Quelle est l'ambiance actuelle au sein de la Maison ? La nomination d'un médiateur pour apaiser les tensions est-elle bien accueillie?

L'ambiance est assez désagréable, beaucoup de tensions. La nomination du médiateur était l'une des demandes qui pouvait mettre fin à la grève donc espérons que des progrès voient le jour.

Pensez-vous que la grève puisse s'enliser durablement?

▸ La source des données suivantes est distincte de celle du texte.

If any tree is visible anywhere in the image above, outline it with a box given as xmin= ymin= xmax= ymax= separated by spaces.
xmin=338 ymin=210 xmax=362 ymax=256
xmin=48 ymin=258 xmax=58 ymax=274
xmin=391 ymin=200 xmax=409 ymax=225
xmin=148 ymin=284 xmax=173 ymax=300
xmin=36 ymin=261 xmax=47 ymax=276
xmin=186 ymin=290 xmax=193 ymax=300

Le départ de Mathieu Gallet est-il la seule option pour les employés grévistes?

Je ne peux pas me positionner sur cette option mais ayant vu quelques assemblées générales, je sais que les grévistes sont prêts à taper fort et qu'ils ne comptent pas lâcher beaucoup de choses. Mathieu Gallet a déçu, notamment pour France Musique, sur beaucoup de points, mais je ne crois pas que sa démission servirait à grand chose quand on sait qu'il est là depuis peu et qu'il est oppressé aussi par le gouvernement. Des enjeux politiques bien plus complexes se jouent à ce niveau...

Au vu de la situation du groupe et des restructurations annoncées par la Direction, comment envisagez-vous votre avenir au sein de Radio France?

Dans ma situation, Radio France est un passage, j'envisage de poursuivre ma carrière ailleurs, au gré des opportunités, malgré l'attachement profond que j'ai pour cette maison, son ambiance et son professionnalisme. Des réductions sont programmées mais normalement sur des postes qui ne méritent plus un vrai travail de 35H. Le mien, en tant que remplaçant, me permet d'être sûr d'avoir un travail encore quelque temps car un attaché de production malade doit être remplacé le jour même.

Je me permets de rajouter que je suis déçu par l'attitude de nantis de certains journalistes (et autres professions moins connues). Depuis le début de la grève, beaucoup d'entres eux s'impliquent peu. C'est leur choix, mais leurs raisons semblent difficiles à comprendre. Ils donnent l'impression de ne vouloir participer qu'à la seule condition qu'ils soient sur le devant de la scène… Une partie d'entre eux défendent leur métier individuellement mais semblent hésiter à se rassembler autour d'un combat commun, et je trouve cela dommage.

Après, on peut voir les choses positivement. Beaucoup de choses sont à changer à Radio France, en essayant de maintenir une diversité de contenu aussi riche. Il faut chercher à faire évoluer l'attitude du gouvernement et des dirigeants, tout autant que le comportement des employés. Quels que soient les résultats, cette grève lourde a au moins le mérite de forcer à y réfléchir.